BP Bunge quer tratar 80% dos canaviais com vinhaça neste ano

Meta da companhia para adubação com uso do resíduo foi compartilhada durante evento promovido pela Canaplan e pelo CTC


BP Bunge Bioenergia - 18 nov 2022 - 11:35

O diretor Agrícola da BP Bunge Bioenergia, Rogério Bremm, participou na quinta-feira, 17, de um encontro técnico sobre perspectivas setoriais promovido pela Canaplan em conjunto com o Centro de Tecnologia Canavieira (CTC).

Segundo ele, para reduzir os impactos gerados pelo clima e que afetam a produtividade, a empresa realiza o manejo de mitigação de déficit hídrico, que minimiza a exposição dos canaviais à falta de água.

Bremm relata que essa iniciativa contempla, entre outras ações, a expansão de irrigação e fertirrigação (sem vinhaça localizada), auxiliando na brotação e melhora do ciclo produtivo. Para a safra 2022/23, a aplicação de água ou vinhaça (por aspersão, com diluição em água) deve alcançar aproximadamente 60% da área plantada.
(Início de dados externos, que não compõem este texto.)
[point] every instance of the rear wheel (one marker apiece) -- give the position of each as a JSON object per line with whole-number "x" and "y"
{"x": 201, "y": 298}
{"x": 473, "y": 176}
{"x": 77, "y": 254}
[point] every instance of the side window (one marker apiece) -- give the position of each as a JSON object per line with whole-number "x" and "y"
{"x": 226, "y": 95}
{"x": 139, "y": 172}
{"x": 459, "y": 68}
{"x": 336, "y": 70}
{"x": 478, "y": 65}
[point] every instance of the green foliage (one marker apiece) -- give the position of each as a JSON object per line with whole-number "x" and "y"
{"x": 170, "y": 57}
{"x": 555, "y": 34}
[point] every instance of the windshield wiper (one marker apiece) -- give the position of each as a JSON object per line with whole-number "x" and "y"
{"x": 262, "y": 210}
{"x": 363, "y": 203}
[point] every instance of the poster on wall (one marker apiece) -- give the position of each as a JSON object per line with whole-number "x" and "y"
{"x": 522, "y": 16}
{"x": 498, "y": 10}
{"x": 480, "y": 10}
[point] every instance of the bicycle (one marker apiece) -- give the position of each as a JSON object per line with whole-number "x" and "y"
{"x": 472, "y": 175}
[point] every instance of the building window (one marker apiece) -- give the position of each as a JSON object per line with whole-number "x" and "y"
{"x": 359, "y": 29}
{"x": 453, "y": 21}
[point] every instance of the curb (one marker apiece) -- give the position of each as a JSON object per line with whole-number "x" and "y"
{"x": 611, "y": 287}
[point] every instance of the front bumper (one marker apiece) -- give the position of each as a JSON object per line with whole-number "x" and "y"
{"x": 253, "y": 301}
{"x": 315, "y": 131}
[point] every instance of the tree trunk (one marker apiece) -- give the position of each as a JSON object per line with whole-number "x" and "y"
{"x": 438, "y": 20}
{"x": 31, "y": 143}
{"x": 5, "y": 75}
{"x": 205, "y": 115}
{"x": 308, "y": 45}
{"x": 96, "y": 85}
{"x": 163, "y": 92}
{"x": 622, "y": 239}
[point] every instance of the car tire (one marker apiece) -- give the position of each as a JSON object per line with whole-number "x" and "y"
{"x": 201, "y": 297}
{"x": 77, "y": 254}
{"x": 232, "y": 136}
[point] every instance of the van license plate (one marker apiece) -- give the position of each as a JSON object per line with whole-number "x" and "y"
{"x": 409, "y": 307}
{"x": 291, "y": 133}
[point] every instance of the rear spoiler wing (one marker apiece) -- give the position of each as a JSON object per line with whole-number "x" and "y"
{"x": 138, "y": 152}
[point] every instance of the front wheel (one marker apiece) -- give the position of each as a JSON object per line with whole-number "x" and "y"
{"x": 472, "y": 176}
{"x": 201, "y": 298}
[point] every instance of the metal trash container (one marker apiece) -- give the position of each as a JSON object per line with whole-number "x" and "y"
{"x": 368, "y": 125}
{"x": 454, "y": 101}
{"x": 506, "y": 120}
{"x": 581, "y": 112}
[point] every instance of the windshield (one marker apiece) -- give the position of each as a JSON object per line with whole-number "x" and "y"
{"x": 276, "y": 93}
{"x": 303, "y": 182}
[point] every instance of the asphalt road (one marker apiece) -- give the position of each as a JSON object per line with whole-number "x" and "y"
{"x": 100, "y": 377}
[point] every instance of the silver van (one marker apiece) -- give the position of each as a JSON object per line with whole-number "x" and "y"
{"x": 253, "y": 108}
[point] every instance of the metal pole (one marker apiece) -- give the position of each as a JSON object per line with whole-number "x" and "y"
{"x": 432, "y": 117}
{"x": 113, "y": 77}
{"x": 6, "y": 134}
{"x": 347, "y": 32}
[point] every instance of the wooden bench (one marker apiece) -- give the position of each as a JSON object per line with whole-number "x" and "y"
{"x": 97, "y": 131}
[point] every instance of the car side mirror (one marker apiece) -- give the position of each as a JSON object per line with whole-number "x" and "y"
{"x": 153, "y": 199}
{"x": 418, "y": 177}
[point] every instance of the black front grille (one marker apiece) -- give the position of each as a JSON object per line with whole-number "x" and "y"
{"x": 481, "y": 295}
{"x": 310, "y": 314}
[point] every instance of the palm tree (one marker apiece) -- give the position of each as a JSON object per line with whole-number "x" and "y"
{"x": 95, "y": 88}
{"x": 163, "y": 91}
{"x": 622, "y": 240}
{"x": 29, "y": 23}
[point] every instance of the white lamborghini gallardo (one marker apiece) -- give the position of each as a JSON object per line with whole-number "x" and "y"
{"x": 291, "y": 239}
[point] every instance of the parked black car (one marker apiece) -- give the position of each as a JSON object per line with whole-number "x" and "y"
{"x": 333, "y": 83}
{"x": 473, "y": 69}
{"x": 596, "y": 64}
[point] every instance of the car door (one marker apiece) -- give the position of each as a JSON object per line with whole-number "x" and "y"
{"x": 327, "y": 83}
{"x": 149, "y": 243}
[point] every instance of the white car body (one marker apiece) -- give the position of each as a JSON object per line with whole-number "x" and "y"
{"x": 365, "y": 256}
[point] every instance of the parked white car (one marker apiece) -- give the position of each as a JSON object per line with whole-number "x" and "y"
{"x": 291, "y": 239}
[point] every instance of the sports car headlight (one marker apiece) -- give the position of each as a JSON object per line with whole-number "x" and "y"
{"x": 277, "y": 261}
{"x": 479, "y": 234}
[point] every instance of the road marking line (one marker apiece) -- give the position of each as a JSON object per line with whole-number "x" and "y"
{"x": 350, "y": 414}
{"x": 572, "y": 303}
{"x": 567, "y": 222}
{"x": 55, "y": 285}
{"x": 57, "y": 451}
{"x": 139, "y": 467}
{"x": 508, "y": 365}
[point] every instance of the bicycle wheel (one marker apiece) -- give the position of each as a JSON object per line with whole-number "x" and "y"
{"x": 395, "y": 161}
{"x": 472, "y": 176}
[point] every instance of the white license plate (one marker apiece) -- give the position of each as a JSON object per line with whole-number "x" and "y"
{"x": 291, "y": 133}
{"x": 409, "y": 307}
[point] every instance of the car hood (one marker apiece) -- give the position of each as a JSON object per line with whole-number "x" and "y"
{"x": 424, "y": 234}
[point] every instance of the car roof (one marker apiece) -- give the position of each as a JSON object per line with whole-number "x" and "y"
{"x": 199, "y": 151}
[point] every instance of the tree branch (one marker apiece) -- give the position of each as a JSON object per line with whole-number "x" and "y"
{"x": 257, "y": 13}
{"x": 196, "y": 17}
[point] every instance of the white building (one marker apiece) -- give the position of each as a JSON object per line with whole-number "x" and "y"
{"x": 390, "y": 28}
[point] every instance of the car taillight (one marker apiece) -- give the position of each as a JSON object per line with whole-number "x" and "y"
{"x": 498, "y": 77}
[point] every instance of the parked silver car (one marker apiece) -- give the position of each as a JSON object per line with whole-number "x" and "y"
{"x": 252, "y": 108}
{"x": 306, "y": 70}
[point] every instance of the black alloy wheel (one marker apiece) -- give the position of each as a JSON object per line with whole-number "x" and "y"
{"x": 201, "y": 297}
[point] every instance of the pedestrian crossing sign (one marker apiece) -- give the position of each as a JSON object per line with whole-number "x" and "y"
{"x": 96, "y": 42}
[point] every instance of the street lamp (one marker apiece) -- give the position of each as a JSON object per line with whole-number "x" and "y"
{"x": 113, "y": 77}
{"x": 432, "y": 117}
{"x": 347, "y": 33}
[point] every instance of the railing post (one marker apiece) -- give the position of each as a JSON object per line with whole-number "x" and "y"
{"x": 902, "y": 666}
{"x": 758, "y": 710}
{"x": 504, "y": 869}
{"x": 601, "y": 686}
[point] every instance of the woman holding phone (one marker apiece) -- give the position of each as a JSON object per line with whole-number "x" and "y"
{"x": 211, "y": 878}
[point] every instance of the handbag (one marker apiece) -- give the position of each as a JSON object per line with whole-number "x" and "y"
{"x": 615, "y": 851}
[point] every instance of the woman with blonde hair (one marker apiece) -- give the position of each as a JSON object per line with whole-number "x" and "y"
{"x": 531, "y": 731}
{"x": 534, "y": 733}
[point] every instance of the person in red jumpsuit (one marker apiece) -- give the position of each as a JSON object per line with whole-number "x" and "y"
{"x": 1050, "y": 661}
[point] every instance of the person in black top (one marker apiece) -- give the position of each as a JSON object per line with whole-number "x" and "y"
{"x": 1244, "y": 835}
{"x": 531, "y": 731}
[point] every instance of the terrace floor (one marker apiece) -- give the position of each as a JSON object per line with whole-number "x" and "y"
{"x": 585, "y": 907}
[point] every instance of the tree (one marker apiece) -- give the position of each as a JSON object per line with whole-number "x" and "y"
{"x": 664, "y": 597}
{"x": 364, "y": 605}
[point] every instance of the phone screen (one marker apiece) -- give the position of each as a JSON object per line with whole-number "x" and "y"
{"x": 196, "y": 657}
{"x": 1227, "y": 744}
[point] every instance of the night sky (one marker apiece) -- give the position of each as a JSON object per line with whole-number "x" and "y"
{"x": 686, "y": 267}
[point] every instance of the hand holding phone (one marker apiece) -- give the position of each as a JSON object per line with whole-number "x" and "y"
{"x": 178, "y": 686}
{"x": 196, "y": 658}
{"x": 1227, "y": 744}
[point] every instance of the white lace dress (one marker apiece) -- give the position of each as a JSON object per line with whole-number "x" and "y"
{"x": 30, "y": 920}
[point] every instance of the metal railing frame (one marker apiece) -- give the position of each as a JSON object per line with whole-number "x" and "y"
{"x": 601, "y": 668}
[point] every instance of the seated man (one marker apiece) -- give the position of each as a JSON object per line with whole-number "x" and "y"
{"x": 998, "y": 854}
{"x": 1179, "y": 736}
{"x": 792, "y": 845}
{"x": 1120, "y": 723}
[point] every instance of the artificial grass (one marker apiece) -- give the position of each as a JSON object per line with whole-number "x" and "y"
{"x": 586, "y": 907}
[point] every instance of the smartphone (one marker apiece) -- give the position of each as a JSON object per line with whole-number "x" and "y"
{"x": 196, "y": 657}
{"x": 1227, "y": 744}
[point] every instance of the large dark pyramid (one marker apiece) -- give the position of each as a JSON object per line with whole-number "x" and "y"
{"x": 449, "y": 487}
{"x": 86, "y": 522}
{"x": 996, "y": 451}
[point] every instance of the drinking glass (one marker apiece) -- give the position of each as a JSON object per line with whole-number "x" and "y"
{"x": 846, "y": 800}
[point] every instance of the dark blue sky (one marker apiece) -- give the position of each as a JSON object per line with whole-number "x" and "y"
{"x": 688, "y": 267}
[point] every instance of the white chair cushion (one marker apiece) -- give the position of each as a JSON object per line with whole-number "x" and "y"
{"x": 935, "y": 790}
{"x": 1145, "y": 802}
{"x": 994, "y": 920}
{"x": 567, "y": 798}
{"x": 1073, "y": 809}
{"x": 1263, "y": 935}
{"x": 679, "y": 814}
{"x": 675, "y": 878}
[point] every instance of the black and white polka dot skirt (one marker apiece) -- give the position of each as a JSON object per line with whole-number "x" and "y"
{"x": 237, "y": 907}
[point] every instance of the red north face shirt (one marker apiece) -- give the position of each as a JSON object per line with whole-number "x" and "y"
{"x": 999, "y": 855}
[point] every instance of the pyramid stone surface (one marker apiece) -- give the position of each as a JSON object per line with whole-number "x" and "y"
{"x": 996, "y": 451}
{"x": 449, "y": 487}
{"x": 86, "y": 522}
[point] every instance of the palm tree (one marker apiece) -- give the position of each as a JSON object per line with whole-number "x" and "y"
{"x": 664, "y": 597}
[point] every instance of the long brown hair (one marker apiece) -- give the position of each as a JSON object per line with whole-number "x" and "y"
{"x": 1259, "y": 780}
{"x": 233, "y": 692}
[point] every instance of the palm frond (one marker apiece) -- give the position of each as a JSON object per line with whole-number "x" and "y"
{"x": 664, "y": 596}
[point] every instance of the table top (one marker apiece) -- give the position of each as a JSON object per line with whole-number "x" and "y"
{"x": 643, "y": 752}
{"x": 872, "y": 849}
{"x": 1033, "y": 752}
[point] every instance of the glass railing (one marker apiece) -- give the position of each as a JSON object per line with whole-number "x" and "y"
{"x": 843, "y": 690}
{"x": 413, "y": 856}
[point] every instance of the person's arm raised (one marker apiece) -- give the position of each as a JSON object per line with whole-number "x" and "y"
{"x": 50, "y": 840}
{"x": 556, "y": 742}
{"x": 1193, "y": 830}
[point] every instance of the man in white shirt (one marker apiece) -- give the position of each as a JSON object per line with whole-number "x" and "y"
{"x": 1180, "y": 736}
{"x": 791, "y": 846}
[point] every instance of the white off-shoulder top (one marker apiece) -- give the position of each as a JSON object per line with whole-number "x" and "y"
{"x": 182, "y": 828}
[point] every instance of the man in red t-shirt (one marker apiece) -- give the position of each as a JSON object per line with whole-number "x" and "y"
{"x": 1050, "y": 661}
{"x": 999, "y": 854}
Além disso, a empresa também faz adubação com a aplicação de vinhaça localizada. Neste caso, o resíduo passa por um processo de enriquecimento de nutrientes e é aplicado de forma localizada no solo. “Em 2020, 64% do total da nossa área de tratos culturais foi tratada com vinhaça. Este ano, nossa expectativa é chegar a 80%”, ressalta.

Durante sua participação, o executivo fez um panorama da safra atual e ressaltou a importância da inovação para melhorar os índices de produtividade nos canaviais. “Para ampliar os ganhos é fundamental investir em plantio, tratos e processos agrícolas. A adoção de melhores práticas requer, sobretudo, agregar novas tecnologias à cadeia produtiva”, disse Rogério Bremm.

Ele explica que, desde a formação da empresa, em 2019, a BP Bunge Bioenergia atua na maximização da produtividade. Entre as soluções com esse foco estão a adoção de práticas sustentáveis, como a expansão do uso de biofertilizantes e de bactérias no plantio – incluindo o projeto de substituição de fertilizante mineral até 2025 – e a gestão com uso de tecnologia para o monitoramento centralizado do plantio mecanizado e de toda operação de Corte, Transbordo e Transporte (CTT).

Presente nos estados de Goiás, São Paulo, Minas Gerais, Tocantins e Mato Grosso do Sul, a empresa conta com 11 unidades agroindustriais. Por safra, a companhia tem capacidade de moer 32,4 milhões de toneladas de cana-de-açúcar, podendo produzir anualmente até 1,7 bilhão de litros de etanol, além de gerar 1.400 GWh de bioenergia a partir do bagaço da cana-de-açúcar.